The Israel-Lebanon maritime talks are a setback for Turkey
Israel and Lebanon are still formally at war. Not that Lebanon itself poses a major threat to Israel. It was the Palestine Liberation Organization’s (PLO) domination of Lebanon in the 1970s that led to constant Israeli bombing of Lebanese targets, including the Beirut airport, and to all-out war in 1982.
Similarly, Hezbollah’s outsized role in Lebanese politics, its domination of southern Lebanon in particular, and its harassment of Israeli forces over the past three decades led to Israeli offensives in 1993 and 1996; Israel’s withdrawal from South Lebanon in 2000; and all-out war in 2006. With increasingly longer-range rockets and missiles, Hezbollah is a far greater threat to Israeli security than the PLO ever was.
It is, therefore, not surprising that when, for the first time in 30 years, Lebanese and Israeli officials sat down on Oct. 14 to negotiate with each other, their meeting was termed “historic.” Actually, Lebanon has made it clear that it remains at war with Israel. It can do no less while Hezbollah retains its tight grip on the country’s political and economic system.
Indeed, in a manner harking back to Henry Kissinger’s mediation in the aftermath of the 1973 Yom Kippur War, the negotiators did not address each other directly. Americans mediated the process, though Israelis and Lebanese did sit in the same large tent, located in a town just north of the Israel-Lebanon border.
The negotiation is, in fact, about far less than peace, much less normalization a la Israel’s Abraham Accords with the United Arab Emirates (UAE) and Bahrain. Instead, it is about settling a long-disputed maritime border, which would enable Lebanon to drill for gas and expand Israel’s own already significant gas exploration and production capacity. Lebanon clearly stands to benefit more from any such agreement, simply because, as Yuval Steinitz, Israel’s energy minister, has rightly pointed out: “The issue is important to us. It’s even more important to the other side. We already have gas reserves that provide for our local needs.”
It is noteworthy that Hezbollah did not seek to block the negotiations. A natural gas find in the Eastern Mediterranean would provide some relief to Lebanon’s economy, which is in dire straits. It is possible that, should Lebanon conclude a maritime boundary agreement with Israel, it might then be amenable to negotiating a border agreement that would resolve the ongoing dispute, and military confrontation, over the small area known as Shebaa Farms, which Israel and the United Nations argue belongs to Syria but Lebanon claims as its own territory.

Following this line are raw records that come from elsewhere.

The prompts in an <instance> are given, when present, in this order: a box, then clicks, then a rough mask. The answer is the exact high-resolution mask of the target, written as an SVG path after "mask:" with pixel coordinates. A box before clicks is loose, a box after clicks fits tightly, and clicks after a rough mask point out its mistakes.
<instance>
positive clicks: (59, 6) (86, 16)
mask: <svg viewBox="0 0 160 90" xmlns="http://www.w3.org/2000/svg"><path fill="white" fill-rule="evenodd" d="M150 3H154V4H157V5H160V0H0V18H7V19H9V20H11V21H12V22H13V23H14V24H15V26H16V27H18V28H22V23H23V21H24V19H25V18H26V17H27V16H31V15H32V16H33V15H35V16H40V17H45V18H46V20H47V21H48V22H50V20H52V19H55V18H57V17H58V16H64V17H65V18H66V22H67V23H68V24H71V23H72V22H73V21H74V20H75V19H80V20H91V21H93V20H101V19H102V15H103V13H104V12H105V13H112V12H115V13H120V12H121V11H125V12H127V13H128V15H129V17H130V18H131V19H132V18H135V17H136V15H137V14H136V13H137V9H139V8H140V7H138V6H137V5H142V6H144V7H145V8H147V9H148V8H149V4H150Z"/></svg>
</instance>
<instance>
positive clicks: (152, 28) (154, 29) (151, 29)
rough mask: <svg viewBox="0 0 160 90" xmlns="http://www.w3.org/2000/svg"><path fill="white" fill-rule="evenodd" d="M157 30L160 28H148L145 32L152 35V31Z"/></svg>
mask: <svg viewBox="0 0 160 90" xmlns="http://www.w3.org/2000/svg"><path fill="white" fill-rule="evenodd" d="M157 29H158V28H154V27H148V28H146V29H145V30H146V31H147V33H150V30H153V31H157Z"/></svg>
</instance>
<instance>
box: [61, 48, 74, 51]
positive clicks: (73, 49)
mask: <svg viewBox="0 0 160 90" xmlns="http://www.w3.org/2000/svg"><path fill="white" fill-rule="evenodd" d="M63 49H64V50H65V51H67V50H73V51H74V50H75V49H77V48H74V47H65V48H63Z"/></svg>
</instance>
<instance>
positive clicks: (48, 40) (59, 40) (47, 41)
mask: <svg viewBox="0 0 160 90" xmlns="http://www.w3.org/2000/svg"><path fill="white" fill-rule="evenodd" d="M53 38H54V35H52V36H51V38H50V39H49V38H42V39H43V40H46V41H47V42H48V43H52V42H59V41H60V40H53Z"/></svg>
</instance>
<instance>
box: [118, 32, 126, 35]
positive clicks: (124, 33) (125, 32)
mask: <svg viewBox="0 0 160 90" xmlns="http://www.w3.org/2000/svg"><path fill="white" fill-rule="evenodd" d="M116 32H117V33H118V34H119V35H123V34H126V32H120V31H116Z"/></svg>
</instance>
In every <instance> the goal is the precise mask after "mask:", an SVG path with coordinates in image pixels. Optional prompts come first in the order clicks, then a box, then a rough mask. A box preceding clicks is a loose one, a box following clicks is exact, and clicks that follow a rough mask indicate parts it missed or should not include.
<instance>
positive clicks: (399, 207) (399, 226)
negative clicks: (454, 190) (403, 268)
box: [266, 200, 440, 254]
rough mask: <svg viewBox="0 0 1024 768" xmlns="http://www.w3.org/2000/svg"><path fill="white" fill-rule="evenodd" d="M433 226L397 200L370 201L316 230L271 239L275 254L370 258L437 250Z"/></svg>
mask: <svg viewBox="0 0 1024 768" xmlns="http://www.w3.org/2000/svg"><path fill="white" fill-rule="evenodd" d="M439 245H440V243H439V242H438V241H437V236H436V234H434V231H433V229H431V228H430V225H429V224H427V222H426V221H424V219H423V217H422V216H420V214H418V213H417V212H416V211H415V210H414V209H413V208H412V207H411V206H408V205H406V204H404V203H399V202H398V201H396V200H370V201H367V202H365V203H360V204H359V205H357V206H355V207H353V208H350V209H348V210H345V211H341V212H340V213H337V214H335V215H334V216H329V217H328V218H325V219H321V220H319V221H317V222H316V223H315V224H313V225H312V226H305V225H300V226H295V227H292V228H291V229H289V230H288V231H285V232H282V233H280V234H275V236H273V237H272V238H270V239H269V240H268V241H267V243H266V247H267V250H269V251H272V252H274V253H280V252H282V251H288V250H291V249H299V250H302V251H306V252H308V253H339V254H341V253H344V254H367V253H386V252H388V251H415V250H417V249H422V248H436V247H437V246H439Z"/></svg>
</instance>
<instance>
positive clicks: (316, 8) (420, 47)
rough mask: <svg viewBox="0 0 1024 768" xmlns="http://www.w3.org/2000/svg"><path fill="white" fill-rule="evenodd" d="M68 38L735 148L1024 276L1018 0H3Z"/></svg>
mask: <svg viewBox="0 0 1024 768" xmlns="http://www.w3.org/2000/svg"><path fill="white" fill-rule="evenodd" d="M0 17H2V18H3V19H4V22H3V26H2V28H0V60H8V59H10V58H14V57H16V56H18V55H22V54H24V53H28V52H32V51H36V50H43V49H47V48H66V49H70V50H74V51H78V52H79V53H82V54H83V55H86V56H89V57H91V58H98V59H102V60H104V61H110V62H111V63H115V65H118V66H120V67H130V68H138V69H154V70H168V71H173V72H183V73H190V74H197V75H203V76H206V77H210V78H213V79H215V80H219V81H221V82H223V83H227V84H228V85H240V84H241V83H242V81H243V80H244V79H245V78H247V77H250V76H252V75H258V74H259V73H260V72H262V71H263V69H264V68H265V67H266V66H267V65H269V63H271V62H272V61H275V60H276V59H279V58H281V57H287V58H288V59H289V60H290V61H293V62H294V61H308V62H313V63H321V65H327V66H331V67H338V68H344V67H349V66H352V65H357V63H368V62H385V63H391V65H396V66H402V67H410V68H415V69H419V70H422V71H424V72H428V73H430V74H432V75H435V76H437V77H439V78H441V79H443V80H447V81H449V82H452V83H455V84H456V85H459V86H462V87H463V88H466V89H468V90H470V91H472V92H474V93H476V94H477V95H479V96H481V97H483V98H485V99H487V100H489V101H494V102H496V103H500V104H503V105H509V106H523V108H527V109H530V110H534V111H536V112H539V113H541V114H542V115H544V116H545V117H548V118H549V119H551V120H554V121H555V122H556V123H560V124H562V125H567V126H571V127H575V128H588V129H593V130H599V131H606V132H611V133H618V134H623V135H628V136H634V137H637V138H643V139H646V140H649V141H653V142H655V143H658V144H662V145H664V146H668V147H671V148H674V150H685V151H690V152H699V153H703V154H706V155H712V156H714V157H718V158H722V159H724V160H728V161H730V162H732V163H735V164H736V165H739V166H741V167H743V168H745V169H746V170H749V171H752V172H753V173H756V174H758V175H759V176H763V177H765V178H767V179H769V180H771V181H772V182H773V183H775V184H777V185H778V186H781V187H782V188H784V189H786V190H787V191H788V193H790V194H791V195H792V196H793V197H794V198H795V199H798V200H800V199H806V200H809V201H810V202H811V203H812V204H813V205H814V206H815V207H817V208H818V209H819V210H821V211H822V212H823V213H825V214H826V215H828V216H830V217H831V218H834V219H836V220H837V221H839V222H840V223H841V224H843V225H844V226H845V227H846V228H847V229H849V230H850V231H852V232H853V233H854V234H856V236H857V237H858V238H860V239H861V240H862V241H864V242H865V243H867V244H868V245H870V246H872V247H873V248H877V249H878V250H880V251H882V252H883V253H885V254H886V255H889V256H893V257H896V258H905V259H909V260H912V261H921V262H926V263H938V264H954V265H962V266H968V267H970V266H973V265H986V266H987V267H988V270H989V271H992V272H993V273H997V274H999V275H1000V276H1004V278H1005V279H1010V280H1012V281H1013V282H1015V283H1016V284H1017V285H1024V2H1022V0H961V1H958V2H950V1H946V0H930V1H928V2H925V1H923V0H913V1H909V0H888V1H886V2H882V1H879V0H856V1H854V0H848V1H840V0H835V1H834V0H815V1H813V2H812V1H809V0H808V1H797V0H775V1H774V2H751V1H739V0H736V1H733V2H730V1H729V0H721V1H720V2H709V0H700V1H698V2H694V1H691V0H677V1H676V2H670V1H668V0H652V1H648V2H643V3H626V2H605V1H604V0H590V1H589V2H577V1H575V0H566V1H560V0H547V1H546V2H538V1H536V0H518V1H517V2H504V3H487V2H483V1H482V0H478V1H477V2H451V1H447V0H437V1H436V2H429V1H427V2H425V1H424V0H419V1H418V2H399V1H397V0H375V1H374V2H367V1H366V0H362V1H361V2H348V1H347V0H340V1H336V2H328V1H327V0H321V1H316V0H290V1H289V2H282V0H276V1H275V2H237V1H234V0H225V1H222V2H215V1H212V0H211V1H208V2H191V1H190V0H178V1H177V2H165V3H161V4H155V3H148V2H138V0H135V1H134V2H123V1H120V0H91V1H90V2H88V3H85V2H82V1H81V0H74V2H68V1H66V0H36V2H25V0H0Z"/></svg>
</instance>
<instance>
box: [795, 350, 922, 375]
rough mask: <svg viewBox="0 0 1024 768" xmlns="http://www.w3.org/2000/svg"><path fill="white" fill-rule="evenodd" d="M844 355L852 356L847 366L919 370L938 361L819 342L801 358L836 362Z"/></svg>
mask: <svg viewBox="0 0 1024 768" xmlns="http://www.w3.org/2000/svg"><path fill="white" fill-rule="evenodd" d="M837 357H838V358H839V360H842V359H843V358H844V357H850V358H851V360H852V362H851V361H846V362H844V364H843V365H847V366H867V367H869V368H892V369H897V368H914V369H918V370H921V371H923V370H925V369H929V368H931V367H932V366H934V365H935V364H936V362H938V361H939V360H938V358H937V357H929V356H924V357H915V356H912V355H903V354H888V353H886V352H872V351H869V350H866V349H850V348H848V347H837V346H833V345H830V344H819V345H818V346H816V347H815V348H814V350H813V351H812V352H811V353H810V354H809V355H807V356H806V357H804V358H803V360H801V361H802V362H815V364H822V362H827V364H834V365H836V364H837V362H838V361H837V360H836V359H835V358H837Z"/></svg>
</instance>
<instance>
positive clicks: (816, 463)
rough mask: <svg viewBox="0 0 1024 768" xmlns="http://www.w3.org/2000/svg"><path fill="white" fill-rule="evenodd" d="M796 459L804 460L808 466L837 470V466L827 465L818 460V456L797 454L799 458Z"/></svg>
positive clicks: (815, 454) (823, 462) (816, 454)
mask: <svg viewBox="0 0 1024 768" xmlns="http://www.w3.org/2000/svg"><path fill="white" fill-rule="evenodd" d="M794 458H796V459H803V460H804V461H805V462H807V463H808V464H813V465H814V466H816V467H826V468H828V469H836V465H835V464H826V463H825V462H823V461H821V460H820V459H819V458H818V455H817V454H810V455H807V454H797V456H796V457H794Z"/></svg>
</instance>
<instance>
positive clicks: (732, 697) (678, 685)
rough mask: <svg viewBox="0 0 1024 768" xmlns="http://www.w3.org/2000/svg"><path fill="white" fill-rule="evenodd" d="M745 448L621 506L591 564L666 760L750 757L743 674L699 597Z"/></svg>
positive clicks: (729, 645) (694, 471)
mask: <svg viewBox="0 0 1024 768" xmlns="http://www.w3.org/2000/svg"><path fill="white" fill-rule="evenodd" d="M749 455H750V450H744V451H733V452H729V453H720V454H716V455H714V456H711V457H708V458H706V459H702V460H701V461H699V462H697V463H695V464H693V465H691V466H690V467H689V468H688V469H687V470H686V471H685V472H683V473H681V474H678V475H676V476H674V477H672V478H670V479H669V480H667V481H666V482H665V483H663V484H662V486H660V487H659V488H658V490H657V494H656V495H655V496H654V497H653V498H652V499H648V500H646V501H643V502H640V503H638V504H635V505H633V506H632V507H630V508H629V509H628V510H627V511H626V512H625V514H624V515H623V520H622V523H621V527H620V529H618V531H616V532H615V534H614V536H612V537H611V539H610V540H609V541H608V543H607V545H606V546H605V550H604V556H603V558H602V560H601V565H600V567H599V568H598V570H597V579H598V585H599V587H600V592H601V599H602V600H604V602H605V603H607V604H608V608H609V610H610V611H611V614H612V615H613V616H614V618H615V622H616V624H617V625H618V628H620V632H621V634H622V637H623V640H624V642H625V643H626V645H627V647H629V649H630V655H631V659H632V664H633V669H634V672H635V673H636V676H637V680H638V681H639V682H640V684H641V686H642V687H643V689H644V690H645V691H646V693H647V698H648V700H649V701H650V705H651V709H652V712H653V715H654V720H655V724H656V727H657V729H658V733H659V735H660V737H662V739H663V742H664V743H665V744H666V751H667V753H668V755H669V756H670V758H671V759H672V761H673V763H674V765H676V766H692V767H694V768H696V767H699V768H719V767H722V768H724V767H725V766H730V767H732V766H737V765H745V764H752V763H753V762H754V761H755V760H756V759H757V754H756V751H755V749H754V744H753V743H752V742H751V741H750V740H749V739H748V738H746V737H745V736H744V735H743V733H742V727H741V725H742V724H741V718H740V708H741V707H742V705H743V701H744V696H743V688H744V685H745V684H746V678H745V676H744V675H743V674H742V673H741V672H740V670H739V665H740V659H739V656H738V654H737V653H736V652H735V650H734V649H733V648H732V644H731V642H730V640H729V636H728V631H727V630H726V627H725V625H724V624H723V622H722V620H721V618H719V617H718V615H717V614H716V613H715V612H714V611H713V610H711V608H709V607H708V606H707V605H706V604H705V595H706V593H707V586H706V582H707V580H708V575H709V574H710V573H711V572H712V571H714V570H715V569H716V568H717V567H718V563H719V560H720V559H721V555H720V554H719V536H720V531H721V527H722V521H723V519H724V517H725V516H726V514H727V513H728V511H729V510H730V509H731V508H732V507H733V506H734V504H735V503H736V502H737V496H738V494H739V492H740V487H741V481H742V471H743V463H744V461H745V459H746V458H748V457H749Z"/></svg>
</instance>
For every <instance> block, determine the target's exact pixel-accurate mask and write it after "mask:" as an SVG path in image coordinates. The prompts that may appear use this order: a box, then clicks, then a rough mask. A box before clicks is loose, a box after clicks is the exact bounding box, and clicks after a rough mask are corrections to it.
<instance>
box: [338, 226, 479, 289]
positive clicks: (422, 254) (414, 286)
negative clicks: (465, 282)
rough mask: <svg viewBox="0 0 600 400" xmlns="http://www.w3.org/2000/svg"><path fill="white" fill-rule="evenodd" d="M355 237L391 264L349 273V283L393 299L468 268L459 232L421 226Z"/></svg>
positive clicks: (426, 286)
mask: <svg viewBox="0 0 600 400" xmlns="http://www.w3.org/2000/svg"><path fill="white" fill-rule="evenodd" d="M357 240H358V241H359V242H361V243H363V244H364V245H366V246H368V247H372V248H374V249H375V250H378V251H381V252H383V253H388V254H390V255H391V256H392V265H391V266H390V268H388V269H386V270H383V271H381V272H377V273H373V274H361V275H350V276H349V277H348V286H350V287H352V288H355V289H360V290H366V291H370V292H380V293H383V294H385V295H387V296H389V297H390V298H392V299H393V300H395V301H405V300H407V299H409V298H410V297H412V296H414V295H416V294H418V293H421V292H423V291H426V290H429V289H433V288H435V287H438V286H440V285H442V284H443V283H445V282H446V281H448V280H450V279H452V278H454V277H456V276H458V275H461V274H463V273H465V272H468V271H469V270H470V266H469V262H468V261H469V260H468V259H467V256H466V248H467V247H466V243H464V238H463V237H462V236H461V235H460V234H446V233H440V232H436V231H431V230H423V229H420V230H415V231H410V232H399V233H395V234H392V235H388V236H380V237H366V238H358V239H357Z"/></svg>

For the present, however, there is only the prospect of an agreement, but it would benefit both countries. Of equal consequence, however, it would represent a setback for Turkey in a region that it seeks to dominate. Ankara has bitterly opposed the Abraham Accords and is a vitriolic critic of Israel.
Turkey seeks to expand its influence in Lebanon. It continues to maintain troops in Iraq and Syria. It has ongoing tensions with Egypt, Italy and France over its intervention in Libya and its maritime agreement with that country. It remains the only country to recognize the government of Northern Cyprus, which came into being in the aftermath of Turkey’s invasion of the island in 1974. It continues to stoke tensions by challenging Greek and Cypriot drilling rights and sending a survey ship to explore for gas in disputed waters. Ankara has become the region’s bully.
It will take some time before Israel and Lebanon reach an agreement on their maritime boundary. It will take even longer for them to progress to an arrangement that regularizes their land border. Nevertheless, any agreement, however minor, between Israel, whom Turkish President Recep Tayyip Erdogan clearly despises, and Lebanon, whose polity he seeks to penetrate, works against his increasingly hegemonic vision for what is, in effect, an Ottoman restoration. And that, in and of itself, is a good thing in an increasingly unstable Eastern Mediterranean.
Dov S. Zakheim is a senior adviser at the Center for Strategic and International Studies and vice chairman of the board for the Foreign Policy Research Institute. He was under secretary of Defense (comptroller) and chief financial officer for the Department of Defense from 2001 to 2004 and a deputy under secretary of Defense from 1985 to 1987.